The participants were asked, “What is the absolute benefit in recurrence risk reduction you believe is needed to justify using a fluoropyrimidine and oxaliplatin?” Their answer was a 5-year 5% reduction to use a fluoropyrimidine, and another 5% reduction to add oxaliplatin.

The investigators posed a number of hypothetical scenarios involving patients of various ages with different tumor burdens and disease characteristics, and participants had to estimate risk and say how they would treat these patients. Finally, they were queried about the last 3 patients they treated with stage II and stage III colon cancer.

The results showed that:

  • Significant heterogeneity was evident in the treatment of a 60-year-old versus a 75-year-old patient. Not surprisingly, the use of oxaliplatin was less frequent for older patients, but 1 of 6 oncologists would choose this approach for a 75-year-old patient with a low-risk (T3N0M0) tumor
  • For a higher-risk stage II tumor (T4N0M0), the oncologists estimated the risk of recurrence to be modestly different with and without treatment, and their predictions were in line with those derived from Adjuvant!Online
  • For a stage III tumor with 2 positive nodes, the respondents correctly predicted a relatively substantial benefit that is similar to what is derived from Adjuvant!Online, but their estimates may not reflect recent long-term follow-up showing less benefit with oxaliplatin than previously believed
  • When T stage increased, treatment preferences shifted dramatically toward a fluoropyrimidine plus oxaliplatin regimen, even for older patients; observation without treatment was infrequently used
  • For grade 2 T4N0M0 patients, treatment was similar regardless of recurrence score, indicating that physicians have not embraced or are unaware of recent data showing that Oncotype DX can assist in deciding whether to include oxaliplatin for stage II and III diseases
  • Consistent with predicted benefits, almost all participants recommended a fluoropyrimidine plus oxaliplatin regimen for both younger and older patients with 2 positive nodes.

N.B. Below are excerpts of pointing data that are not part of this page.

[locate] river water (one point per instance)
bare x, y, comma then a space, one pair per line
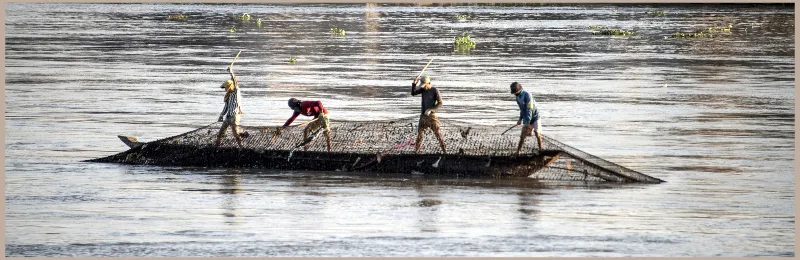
714, 117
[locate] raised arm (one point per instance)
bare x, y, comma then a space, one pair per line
414, 90
438, 101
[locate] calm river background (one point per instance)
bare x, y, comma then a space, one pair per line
714, 117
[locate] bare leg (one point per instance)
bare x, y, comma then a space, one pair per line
328, 135
539, 136
235, 129
524, 134
521, 142
221, 134
420, 134
306, 132
438, 133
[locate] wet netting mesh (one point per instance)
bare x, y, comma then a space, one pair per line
396, 137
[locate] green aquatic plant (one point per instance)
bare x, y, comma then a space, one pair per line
463, 16
691, 35
464, 43
337, 31
720, 29
178, 17
244, 18
616, 32
656, 13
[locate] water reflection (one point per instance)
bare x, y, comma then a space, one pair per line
427, 207
230, 188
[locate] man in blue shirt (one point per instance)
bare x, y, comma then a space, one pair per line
528, 115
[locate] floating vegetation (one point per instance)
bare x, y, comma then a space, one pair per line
178, 17
245, 18
616, 32
464, 43
656, 13
691, 35
337, 31
720, 29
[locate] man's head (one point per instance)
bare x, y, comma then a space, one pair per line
426, 82
228, 85
516, 88
294, 104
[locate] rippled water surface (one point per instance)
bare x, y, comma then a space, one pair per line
714, 117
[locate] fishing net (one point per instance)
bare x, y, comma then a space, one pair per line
558, 161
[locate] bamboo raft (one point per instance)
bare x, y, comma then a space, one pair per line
382, 147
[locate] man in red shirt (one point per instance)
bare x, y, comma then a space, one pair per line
311, 108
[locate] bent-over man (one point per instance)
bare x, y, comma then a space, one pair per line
431, 102
528, 115
311, 108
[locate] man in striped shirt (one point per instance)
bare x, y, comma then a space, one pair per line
528, 115
232, 112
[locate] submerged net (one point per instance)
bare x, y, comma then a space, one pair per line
397, 137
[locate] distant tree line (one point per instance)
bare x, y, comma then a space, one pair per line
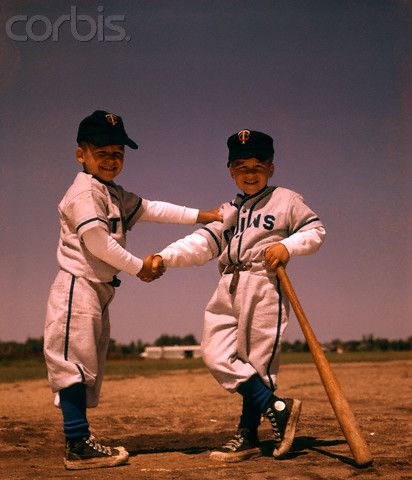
33, 347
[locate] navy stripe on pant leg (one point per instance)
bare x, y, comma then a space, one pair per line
276, 345
69, 314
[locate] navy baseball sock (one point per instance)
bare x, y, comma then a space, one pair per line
73, 405
258, 393
250, 417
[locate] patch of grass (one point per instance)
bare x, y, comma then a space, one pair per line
18, 370
333, 357
24, 369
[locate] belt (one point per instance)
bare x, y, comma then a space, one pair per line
235, 268
115, 282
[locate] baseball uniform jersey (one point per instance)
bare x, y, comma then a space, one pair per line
242, 330
77, 328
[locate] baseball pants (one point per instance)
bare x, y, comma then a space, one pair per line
242, 331
77, 334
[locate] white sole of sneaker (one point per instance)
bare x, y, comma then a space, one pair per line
290, 430
233, 457
101, 462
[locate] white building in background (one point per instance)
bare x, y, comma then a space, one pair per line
172, 353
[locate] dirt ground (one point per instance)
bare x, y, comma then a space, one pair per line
169, 423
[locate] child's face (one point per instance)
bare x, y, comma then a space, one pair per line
102, 162
250, 174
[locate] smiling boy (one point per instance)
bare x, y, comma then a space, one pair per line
247, 314
95, 215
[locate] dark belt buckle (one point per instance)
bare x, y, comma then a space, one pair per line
234, 281
115, 282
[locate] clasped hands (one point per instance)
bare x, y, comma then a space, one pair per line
153, 268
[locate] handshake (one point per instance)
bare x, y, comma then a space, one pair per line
153, 268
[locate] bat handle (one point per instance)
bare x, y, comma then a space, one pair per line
343, 412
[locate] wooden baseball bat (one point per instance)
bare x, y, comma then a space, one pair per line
343, 412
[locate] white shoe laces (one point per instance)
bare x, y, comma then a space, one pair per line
234, 443
92, 442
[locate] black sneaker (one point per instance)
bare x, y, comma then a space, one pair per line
89, 453
283, 414
243, 445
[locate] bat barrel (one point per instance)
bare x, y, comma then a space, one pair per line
343, 412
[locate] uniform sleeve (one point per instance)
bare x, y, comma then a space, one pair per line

Patients aged ≥70 years with stage II disease received considerably less intensive therapy. The majority of patients with stage III tumors received a fluorouracil/capecitabine regimen.

“The physicians wanted to see a 5% benefit in order to use oxaliplatin; in actuality, in stage II patients the benefit is only about 2%, according to Adjuvant!Online,” Dr Zeil noted.

“Roughly one third of the oncologists [36% of investigators and 29% of practicing oncologists] would treat a 60-year-old T3N0M0 patient with oxaliplatin,” Dr Zeil reported.

For T3N0M0 stage II tumors and for T4N0M0, patients aged >60 years were less likely to be prescribed oxaliplatin, “but we still saw that 17% would add oxaliplatin in the treatment of a T3N0M0 patient older than 60,” Dr Ziel added.

She suggested that the greater use of predictive assays will help physicians avoid using oxaliplatin in cases where its use is not justified.